Dès que l’information a été ébruitée par des canaux interconnectés, la panique a gagné le reste du groupe qui ne s’attendait guère à cette escapade. Appuyé par la 1ère Dame et le PAN, le parrain, le MAE a utilisé toute son éloquence connue pour le persuader de rentrer afin d’affronter solidairement  les défis qui se pointent à l’horizon. Le message était bien entendu mais il a coïncidé aussi avec la triste nouvelle du décès du père du Ministre. Ainsi le retour a été coloré sous la forme d’un retour précipité « à cause du décès d’Al hadj Fadoul  avant la fin du traitement médical ». Par un effet collatéral, le reste de la compagnie tentée par l’exile a suivi le ministre SGG et est rentré au bled.

La désagrégation du paysage socioéconomique  du pays est telle que la débandade touche les premiers cercles. Apres ce faux pas qui a été bien suivi par le sultan, rien ne serait plus comme par le passé.

Quant au Dircab adjoint, Il aurait tout simplement affronté son papa de président. En effet, un des nombreux petits frères de Hinda est le directeur général adjoint à l’OTRT, qui serait en même temps le mari de Bébé Hissene Mahamat Itno, directrice d’un département de ce même OTRT !! Le DGA répudia son épouse et décida de la renvoyer de l’OTRT par un décret présidentiel, lequel décret atterri au bureau du Président. Le Dircab l’intercepte et le déchire devant son père, en disant «  ce voyou, non seulement il divorce ma sœur mais la renvoie de son boulot, de quel droit. » Apparemment le petit n’a rien compris du règne de son père, aujourd’hui le droit c’est la volonté de Hinda et accessoirement de Deby. Le pauvre Zakaria a voulu monter des biceps qu’il n’en a pas. Cette fanfaronnade n’a pas été du goût de la 1ère Dame qui aurait exigé derechef le renvoi du bambin impoli, ce qui fut fait sans hésitation.

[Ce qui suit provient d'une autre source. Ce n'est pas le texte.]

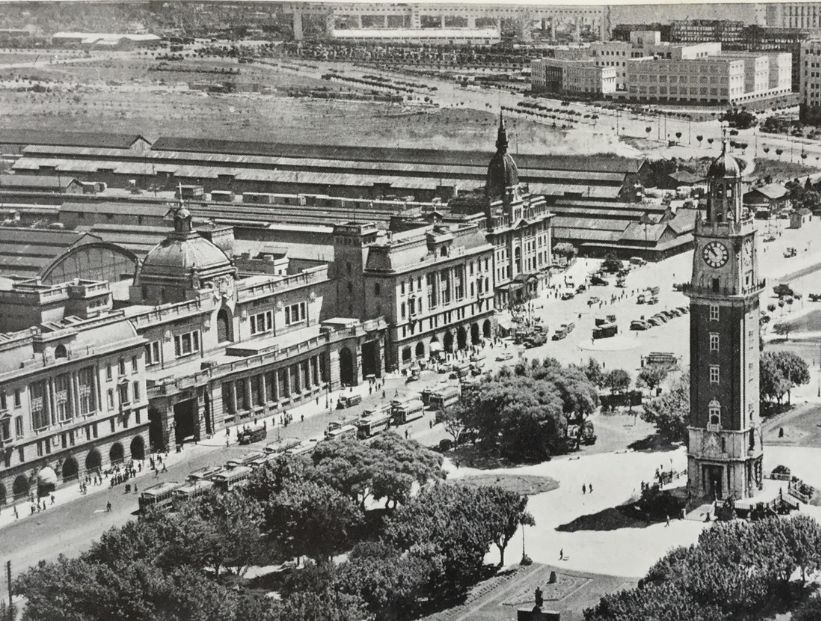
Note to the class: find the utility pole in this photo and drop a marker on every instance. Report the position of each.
(8, 583)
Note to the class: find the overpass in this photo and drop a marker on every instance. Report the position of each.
(424, 16)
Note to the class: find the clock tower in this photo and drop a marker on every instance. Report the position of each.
(724, 450)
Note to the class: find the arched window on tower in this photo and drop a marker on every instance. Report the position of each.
(714, 411)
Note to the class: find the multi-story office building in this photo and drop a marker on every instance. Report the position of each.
(73, 398)
(432, 283)
(576, 77)
(727, 32)
(196, 351)
(810, 93)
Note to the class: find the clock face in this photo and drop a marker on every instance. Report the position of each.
(748, 251)
(715, 254)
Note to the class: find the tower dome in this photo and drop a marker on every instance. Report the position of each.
(180, 265)
(502, 172)
(724, 166)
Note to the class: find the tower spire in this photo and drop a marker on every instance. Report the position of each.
(501, 138)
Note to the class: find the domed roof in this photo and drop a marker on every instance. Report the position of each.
(725, 165)
(183, 255)
(183, 252)
(502, 171)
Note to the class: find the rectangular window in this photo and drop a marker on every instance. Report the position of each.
(152, 353)
(62, 397)
(187, 344)
(262, 322)
(39, 415)
(85, 396)
(295, 313)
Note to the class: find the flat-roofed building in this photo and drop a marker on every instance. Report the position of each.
(73, 399)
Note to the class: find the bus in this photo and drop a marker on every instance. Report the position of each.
(407, 410)
(192, 490)
(253, 434)
(374, 422)
(160, 495)
(229, 479)
(203, 474)
(306, 446)
(340, 431)
(444, 398)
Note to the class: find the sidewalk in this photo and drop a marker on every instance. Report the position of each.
(394, 382)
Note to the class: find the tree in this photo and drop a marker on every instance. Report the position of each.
(507, 511)
(311, 518)
(444, 517)
(618, 380)
(594, 373)
(652, 375)
(565, 250)
(392, 583)
(670, 412)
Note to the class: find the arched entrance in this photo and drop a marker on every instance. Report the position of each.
(448, 341)
(346, 372)
(461, 337)
(93, 460)
(116, 453)
(224, 331)
(20, 489)
(70, 469)
(371, 359)
(137, 448)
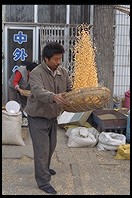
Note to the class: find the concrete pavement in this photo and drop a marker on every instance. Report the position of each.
(80, 171)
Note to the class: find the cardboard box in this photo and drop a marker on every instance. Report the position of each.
(69, 118)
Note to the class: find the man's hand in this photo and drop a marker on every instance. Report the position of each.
(60, 100)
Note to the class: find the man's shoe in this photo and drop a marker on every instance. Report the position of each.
(52, 172)
(48, 189)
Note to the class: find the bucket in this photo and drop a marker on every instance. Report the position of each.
(127, 100)
(12, 107)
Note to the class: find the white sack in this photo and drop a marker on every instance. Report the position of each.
(110, 140)
(11, 128)
(82, 137)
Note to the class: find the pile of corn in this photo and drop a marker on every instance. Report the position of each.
(86, 94)
(85, 70)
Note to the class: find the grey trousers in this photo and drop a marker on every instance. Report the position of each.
(15, 95)
(44, 138)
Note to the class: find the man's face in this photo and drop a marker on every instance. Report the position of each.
(54, 61)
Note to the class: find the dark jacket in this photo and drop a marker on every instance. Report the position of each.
(43, 88)
(23, 83)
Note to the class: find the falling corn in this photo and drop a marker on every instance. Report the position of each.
(86, 93)
(85, 70)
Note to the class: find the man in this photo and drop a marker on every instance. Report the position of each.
(48, 80)
(19, 82)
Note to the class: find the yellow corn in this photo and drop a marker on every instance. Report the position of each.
(85, 70)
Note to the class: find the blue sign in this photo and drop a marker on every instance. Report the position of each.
(20, 37)
(19, 54)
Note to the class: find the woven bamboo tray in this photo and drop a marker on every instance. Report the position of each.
(86, 99)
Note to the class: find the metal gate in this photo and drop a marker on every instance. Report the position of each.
(65, 35)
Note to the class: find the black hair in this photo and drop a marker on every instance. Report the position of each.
(52, 48)
(31, 66)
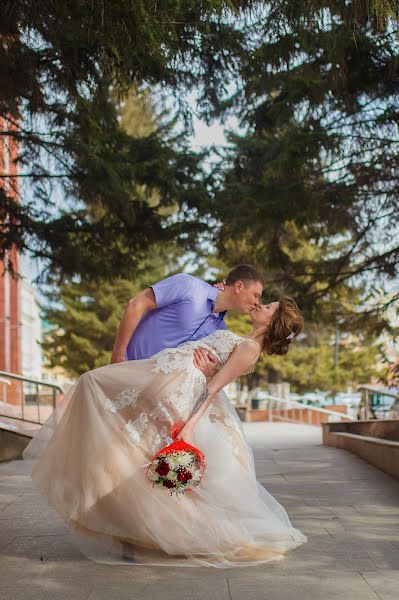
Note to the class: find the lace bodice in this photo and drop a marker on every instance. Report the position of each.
(221, 343)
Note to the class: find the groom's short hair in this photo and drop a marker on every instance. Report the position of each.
(246, 273)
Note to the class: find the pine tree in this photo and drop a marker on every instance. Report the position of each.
(83, 317)
(317, 163)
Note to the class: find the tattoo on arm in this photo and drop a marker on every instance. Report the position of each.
(199, 402)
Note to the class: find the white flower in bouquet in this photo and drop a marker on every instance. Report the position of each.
(152, 476)
(172, 461)
(185, 458)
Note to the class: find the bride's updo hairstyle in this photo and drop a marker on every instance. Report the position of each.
(287, 319)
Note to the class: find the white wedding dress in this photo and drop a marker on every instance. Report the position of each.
(91, 451)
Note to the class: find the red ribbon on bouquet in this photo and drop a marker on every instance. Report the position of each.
(180, 445)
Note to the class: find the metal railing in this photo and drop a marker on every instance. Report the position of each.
(282, 409)
(26, 399)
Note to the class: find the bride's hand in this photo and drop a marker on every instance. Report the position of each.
(205, 362)
(220, 285)
(186, 435)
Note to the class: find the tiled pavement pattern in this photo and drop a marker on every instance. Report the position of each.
(348, 509)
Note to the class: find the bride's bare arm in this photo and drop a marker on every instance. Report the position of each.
(136, 308)
(238, 362)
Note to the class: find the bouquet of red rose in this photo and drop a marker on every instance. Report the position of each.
(177, 467)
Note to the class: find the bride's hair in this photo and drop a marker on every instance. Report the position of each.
(285, 320)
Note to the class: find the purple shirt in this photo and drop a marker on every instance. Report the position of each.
(184, 312)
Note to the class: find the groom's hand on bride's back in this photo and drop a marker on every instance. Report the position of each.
(205, 362)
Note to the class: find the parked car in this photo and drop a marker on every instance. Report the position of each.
(378, 402)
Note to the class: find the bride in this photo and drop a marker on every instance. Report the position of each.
(92, 452)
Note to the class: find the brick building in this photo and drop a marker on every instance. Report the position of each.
(10, 322)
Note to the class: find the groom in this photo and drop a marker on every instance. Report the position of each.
(181, 308)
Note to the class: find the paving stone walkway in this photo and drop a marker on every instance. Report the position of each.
(348, 509)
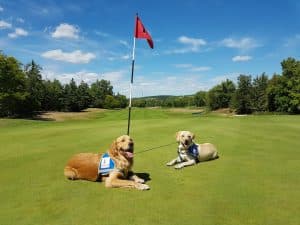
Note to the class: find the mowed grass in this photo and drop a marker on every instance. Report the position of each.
(256, 180)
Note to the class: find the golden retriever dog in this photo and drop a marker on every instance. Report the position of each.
(189, 153)
(113, 167)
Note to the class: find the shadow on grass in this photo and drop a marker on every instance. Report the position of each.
(145, 176)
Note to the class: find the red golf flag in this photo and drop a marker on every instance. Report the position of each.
(140, 32)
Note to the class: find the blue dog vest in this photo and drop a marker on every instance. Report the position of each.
(193, 150)
(106, 165)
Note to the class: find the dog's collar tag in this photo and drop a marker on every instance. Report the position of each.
(106, 165)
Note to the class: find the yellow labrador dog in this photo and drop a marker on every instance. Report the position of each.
(113, 167)
(189, 153)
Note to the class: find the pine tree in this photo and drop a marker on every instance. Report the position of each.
(12, 86)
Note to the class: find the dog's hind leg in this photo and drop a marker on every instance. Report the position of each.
(172, 162)
(187, 163)
(70, 173)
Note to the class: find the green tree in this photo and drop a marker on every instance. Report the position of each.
(200, 98)
(70, 99)
(84, 97)
(259, 94)
(123, 102)
(221, 95)
(12, 86)
(99, 90)
(52, 95)
(35, 88)
(243, 95)
(291, 78)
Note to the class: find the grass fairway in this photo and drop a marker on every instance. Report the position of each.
(256, 180)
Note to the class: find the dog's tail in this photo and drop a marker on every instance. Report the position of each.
(70, 173)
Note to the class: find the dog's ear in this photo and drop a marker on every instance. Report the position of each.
(178, 136)
(193, 136)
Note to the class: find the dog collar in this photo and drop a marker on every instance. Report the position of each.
(106, 165)
(194, 150)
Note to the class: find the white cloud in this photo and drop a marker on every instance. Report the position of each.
(125, 43)
(20, 20)
(76, 57)
(191, 45)
(18, 32)
(242, 44)
(292, 42)
(241, 58)
(4, 25)
(193, 68)
(65, 30)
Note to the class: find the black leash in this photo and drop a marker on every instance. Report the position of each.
(158, 147)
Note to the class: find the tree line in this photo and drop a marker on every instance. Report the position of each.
(280, 93)
(23, 92)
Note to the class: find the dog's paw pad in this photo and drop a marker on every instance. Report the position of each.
(178, 167)
(143, 187)
(140, 180)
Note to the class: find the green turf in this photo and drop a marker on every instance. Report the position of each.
(256, 180)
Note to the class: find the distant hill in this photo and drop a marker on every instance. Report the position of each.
(160, 97)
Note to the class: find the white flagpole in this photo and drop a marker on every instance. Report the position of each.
(130, 88)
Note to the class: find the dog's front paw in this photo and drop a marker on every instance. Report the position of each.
(178, 166)
(139, 180)
(142, 187)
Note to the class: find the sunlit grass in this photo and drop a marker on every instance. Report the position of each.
(255, 181)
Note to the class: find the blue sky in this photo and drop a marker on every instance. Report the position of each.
(197, 44)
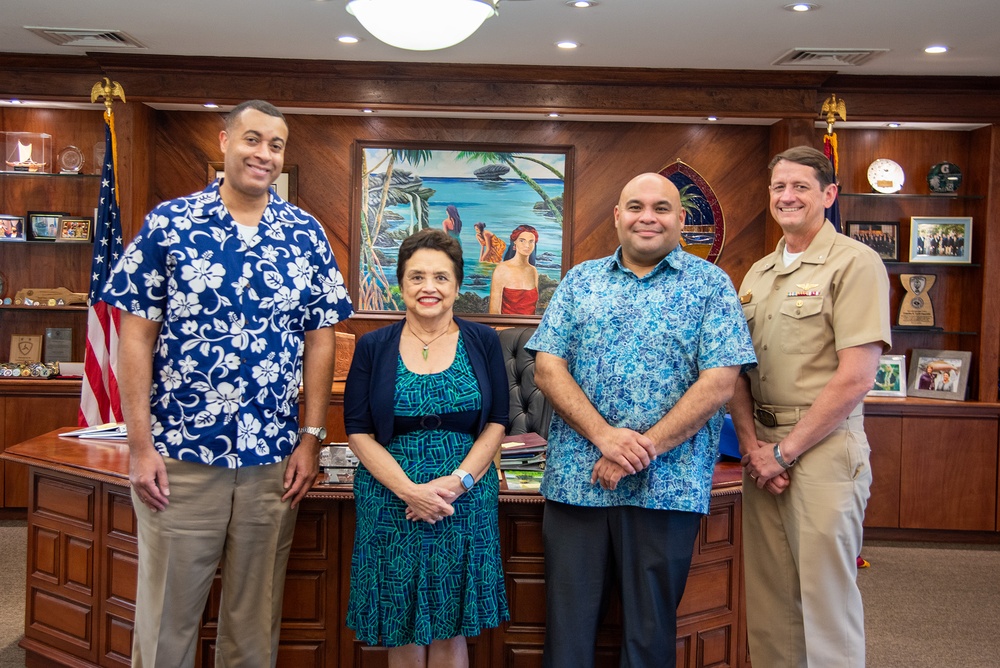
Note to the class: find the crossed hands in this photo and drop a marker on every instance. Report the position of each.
(431, 502)
(763, 469)
(624, 452)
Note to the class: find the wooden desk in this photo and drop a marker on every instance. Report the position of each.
(81, 573)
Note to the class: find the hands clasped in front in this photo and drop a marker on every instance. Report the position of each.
(624, 452)
(764, 469)
(431, 502)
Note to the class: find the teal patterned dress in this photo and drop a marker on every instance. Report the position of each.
(414, 582)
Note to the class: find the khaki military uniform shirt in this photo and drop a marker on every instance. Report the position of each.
(833, 296)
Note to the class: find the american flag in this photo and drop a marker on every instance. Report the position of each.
(99, 400)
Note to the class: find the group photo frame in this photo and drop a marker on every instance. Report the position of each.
(940, 240)
(881, 236)
(504, 204)
(939, 374)
(44, 225)
(890, 377)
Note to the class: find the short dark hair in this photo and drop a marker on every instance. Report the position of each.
(430, 239)
(810, 157)
(257, 105)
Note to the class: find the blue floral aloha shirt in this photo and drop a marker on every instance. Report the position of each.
(635, 346)
(228, 363)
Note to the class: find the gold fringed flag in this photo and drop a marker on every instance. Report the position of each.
(99, 400)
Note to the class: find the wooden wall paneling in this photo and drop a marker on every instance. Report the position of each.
(134, 133)
(885, 438)
(948, 474)
(984, 178)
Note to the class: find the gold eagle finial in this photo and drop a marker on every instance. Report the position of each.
(832, 107)
(109, 90)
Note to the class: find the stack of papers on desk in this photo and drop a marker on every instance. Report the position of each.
(523, 452)
(111, 430)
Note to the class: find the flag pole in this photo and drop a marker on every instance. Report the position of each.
(100, 402)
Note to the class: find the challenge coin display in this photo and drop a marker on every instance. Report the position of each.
(944, 177)
(885, 176)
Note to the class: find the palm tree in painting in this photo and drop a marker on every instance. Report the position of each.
(374, 291)
(510, 159)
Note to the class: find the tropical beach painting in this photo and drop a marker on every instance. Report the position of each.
(506, 205)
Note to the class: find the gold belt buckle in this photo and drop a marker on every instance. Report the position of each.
(765, 417)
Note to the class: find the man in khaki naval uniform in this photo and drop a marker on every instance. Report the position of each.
(818, 312)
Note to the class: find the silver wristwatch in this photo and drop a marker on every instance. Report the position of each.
(318, 432)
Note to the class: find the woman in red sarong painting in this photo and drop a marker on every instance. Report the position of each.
(514, 288)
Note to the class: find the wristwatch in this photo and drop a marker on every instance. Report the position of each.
(781, 460)
(467, 480)
(318, 432)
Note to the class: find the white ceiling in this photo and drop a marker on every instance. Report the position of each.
(709, 34)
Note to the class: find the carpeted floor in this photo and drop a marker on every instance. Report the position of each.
(926, 605)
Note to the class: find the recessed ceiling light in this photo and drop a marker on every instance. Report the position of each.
(801, 7)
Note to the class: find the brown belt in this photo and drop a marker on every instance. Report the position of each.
(775, 417)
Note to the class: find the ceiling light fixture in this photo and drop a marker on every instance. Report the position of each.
(422, 25)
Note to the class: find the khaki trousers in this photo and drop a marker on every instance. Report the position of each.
(804, 608)
(216, 515)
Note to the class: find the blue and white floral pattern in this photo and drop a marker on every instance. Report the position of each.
(635, 346)
(228, 363)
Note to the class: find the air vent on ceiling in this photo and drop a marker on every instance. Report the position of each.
(828, 57)
(91, 39)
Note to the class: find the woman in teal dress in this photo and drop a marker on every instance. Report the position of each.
(425, 408)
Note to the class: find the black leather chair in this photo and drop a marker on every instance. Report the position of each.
(529, 410)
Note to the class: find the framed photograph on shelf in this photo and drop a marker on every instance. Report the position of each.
(286, 186)
(881, 237)
(11, 228)
(937, 240)
(939, 374)
(75, 230)
(44, 225)
(508, 206)
(890, 377)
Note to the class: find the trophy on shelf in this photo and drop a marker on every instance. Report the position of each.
(916, 309)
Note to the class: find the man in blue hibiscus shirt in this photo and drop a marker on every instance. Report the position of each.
(637, 352)
(228, 299)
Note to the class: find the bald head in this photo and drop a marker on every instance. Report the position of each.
(649, 218)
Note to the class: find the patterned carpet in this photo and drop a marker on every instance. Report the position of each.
(926, 605)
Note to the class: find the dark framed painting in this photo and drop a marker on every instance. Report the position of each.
(44, 225)
(286, 186)
(507, 205)
(76, 230)
(939, 374)
(937, 240)
(881, 237)
(704, 230)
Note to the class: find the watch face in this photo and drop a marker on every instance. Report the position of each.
(885, 176)
(944, 177)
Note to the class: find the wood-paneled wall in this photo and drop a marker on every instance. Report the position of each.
(732, 159)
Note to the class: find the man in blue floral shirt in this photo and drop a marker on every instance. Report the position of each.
(637, 352)
(224, 294)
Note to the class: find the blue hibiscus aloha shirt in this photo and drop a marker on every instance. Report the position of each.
(635, 346)
(228, 363)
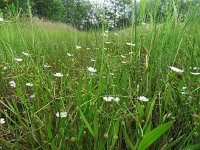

Mais la victoire de la 1ère fut de courte durée car l’intrusion d’Amira à la place de son frère sans son consentement est un véritable défi à son égard. D’abord, contrairement aux garçons qui gardent une certaine distance et réserve vis-à-vis de leur marâtre, Mme Amira, 1ère fille du Sultan et frangine du défunt Ibrahim Idriss Itno, avait toujours adopté un comportement hargneux vis à vis de Mme Hinda, considérée comme la rivale de sa mère et du surcroit le véritable assassin de son frangin. En effet la fille du sultan ne s’était jamais lassée pour connaitre les vrais assassins de son frère. Aidée en cela par des amis et des parents qui préfèrent garder l’anonymat, l’enquête est bien avancée parait-il.  Selon les mêmes sources, les enquêteurs anonymes viennent enfin de découvrir le bout du fil, en d’autres termes ils auraient identifié le chauffeur du véhicule qui avait conduit les malfrats au domicile du défunt. Justement ce nouveau fait ne disculpe pas pour autant la 1ère Dame, selon l’entourage de Mme Halimé Deby, la mère d’Ibrahim ; au contraire ce nouvel indice renfoncerait d’avantage les soupçons autour de la 1ère Dame.  Sans nul doute la collaboration entre les deux femmes serait selon les observateurs, explosive. Pour calmer l’aigreur de sa dulcinée, le Sultan ne manquera pas de sacrifier encore un membre très important de son dispositif sécuritaire direct, ce qui aurait des effets prémonitoires immédiats dans un milieu bien donné.